JonathanFL commented 1 year ago

Hi Yuan,

I am trying to make the ESC-50 Recipe work on my laptop with one GPU. The outout from when executing run_esc50.sh:

current #epochs=1, #steps=0
I am process 18304, running on uname_result(system='Windows', node='jonathanspc', release='10', version='10.0.22621', machine='AMD64'): starting (Sun Dec 18 17:21:18 2022)
now train a audio spectrogram transformer model
balanced sampler is not used
now train a audio spectrogram transformer model
balanced sampler is not used
FileExistsError: [WinError 183] Cannot create a file when that file already exists: './exp/test-esc50-f10-t10-impTrue-aspTrue-b48-lr1e-5/fold1/models'

Also, in the run method it uses os.uname()[1], which does not exist on my Windows PC, so I have changed it to import platform platform.uname().

Can you help with this?

YuanGongND commented 1 year ago

Hi there,

I am not familiar with Windows, but Cannot create a file when that file already exists: './exp/test-esc50-f10-t10-impTrue-aspTrue-b48-lr1e-5/fold1/models' means you need to either remove this old experiment directory, or change the experiment path specified in https://github.com/YuanGongND/ast/blob/9e3bd9942210680b833b08c39d09f2284ddc4d1d/egs/esc50/run_esc.sh#L48

The reason that I don't place an checking before creating the folder is because I intend to raise an error to avoid new run overwriting the old one.


JonathanFL commented 1 year ago

Hi Yuan,

I don't know why, but first, I had to create the 'exp' folder from the shell script and, afterwards, the 'models' folder.
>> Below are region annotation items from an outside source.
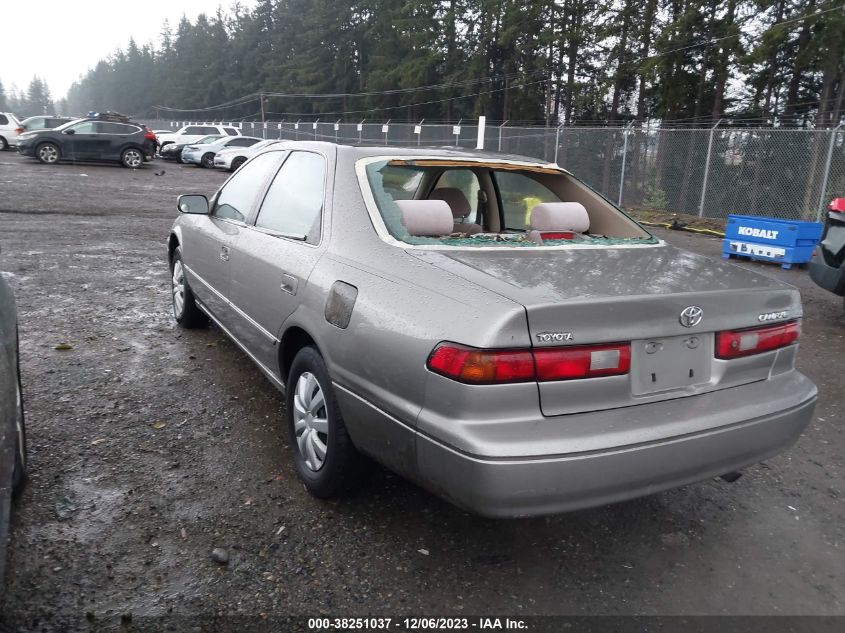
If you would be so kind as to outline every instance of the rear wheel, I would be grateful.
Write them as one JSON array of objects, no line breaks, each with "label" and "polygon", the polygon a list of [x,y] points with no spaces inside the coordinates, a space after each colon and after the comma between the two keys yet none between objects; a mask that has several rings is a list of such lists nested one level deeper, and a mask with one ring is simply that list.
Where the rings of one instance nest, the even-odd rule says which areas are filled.
[{"label": "rear wheel", "polygon": [[182,247],[177,246],[170,260],[171,290],[173,296],[173,317],[184,328],[194,329],[208,325],[208,317],[197,307],[194,293],[185,278],[182,263]]},{"label": "rear wheel", "polygon": [[123,150],[123,153],[120,155],[120,164],[129,169],[138,169],[138,167],[144,164],[144,155],[141,153],[141,150],[130,147],[129,149]]},{"label": "rear wheel", "polygon": [[38,160],[45,165],[54,165],[59,162],[59,159],[62,157],[62,152],[59,149],[59,146],[55,143],[42,143],[35,150],[35,155],[38,157]]},{"label": "rear wheel", "polygon": [[361,471],[361,456],[346,431],[320,352],[304,347],[288,376],[288,435],[294,467],[308,491],[322,499],[349,490]]}]

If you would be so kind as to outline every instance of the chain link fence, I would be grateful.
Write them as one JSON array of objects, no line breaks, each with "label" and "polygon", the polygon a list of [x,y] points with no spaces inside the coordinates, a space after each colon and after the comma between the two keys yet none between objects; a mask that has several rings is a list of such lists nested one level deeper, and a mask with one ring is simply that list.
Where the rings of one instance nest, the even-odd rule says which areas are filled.
[{"label": "chain link fence", "polygon": [[[202,123],[202,122],[201,122]],[[212,121],[206,121],[212,123]],[[218,121],[219,123],[219,121]],[[187,122],[148,121],[176,130]],[[246,121],[241,133],[294,141],[476,147],[475,124]],[[484,148],[569,169],[623,207],[725,218],[814,220],[845,196],[845,130],[487,125]]]}]

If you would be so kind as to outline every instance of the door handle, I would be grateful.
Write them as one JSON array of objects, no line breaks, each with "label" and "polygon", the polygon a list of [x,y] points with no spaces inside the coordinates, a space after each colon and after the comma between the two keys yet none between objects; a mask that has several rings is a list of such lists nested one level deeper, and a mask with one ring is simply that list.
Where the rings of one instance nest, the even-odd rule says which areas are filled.
[{"label": "door handle", "polygon": [[298,287],[299,279],[288,273],[282,273],[282,283],[279,286],[282,292],[287,292],[288,294],[295,295]]}]

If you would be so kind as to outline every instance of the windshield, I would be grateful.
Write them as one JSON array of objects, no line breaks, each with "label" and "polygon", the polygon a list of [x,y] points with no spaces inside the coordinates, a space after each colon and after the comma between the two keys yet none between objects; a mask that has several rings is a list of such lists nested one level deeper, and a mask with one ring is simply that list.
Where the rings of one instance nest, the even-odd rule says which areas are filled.
[{"label": "windshield", "polygon": [[406,244],[531,248],[657,243],[557,167],[443,158],[364,162],[366,184],[385,229]]}]

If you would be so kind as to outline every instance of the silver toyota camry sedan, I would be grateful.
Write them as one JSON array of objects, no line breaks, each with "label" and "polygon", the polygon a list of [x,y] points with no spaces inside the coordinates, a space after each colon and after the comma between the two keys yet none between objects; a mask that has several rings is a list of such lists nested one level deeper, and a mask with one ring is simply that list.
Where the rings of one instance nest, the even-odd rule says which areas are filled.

I guess the behaviour of makedirs is different between Windows and your OS.

models_dir = os.path.join(args.exp_dir,"models")
print("Creating models directory: %s" % models_dir)
if not os.path.exists(models_dir):

This still works, because of this part in the shell script

if [ -d $base_exp_dir ]; then
  echo 'exp exist'

But I guess it would not work if not run from the shell script. Anyway, just letting you or anybody else know. Also, I had to modify the shell script for Windows paths, e.g., the python venv path.

On another note, I was unable to train, even with num_worker=0 and batch_size=2, because of the same error as this one.

Could an alternative be to set it up in Google Colab for training with own data? The modified shell script looks like this now:

#SBATCH -p gpu
#SBATCH -x sls-titan-[0-2]
#SBATCH --gres=gpu:4
#SBATCH -c 4
#SBATCH -n 1
#SBATCH --mem=48000
#SBATCH --job-name="ast-esc50"
#SBATCH --output=./log_%j.txt

set -x
# comment this line if not running on sls cluster
#. /data/sls/scratch/share-201907/slstoolchainrc
source ../../venvast/Scripts/activate
export TORCH_HOME=../../pretrained_models

if [ $audiosetpretrain == True ]

python .\\prep_esc50.py

if [ -d $base_exp_dir ]; then
  echo 'exp exist'
mkdir -p $base_exp_dir

  echo 'now process fold'${fold}


  echo 'creating exp dir: '${exp_dir}
  mkdir -p $exp_dir


  CUDA_CACHE_DISABLE=1 python -W ignore ..\\..\\src\\run.py --model ${model} --dataset ${dataset} \
  --data-train ${tr_data} --data-val ${te_data} --exp-dir $exp_dir \
  --label-csv ./data/esc_class_labels_indices.csv --n_class 50 \
  --lr $lr --n-epochs ${epoch} --batch-size $batch_size --save_model False \
  --freqm $freqm --timem $timem --mixup ${mixup} --bal ${bal} \
  --tstride $tstride --fstride $fstride --imagenet_pretrain $imagenetpretrain --audioset_pretrain $audiosetpretrain

python .\\get_esc_result.py --exp_path ${base_exp_dir}

This "works", but again, I might have too few GPU resources on my laptop(?)

YuanGongND commented 1 year ago

On another note, I was unable to train, even with num_worker=0 and batch_size=2, because of the same error as https://github.com/YuanGongND/ast/issues/54#issuecomment-1073397042.

The model itself takes some GPU memory so it is possible that the code is not runable with batch_size=2. You can use nvidia-smi command to check the GPU memory usage.

Could an alternative be to set it up in Google Colab for training with own data?

It is totally possible, in another irrelavant project, I have a Colab training script. Nonetheless, I don't have a plan to build one for this project as Colab can only train with small datasets.

JonathanFL commented 1 year ago

Alright. Thank you very much.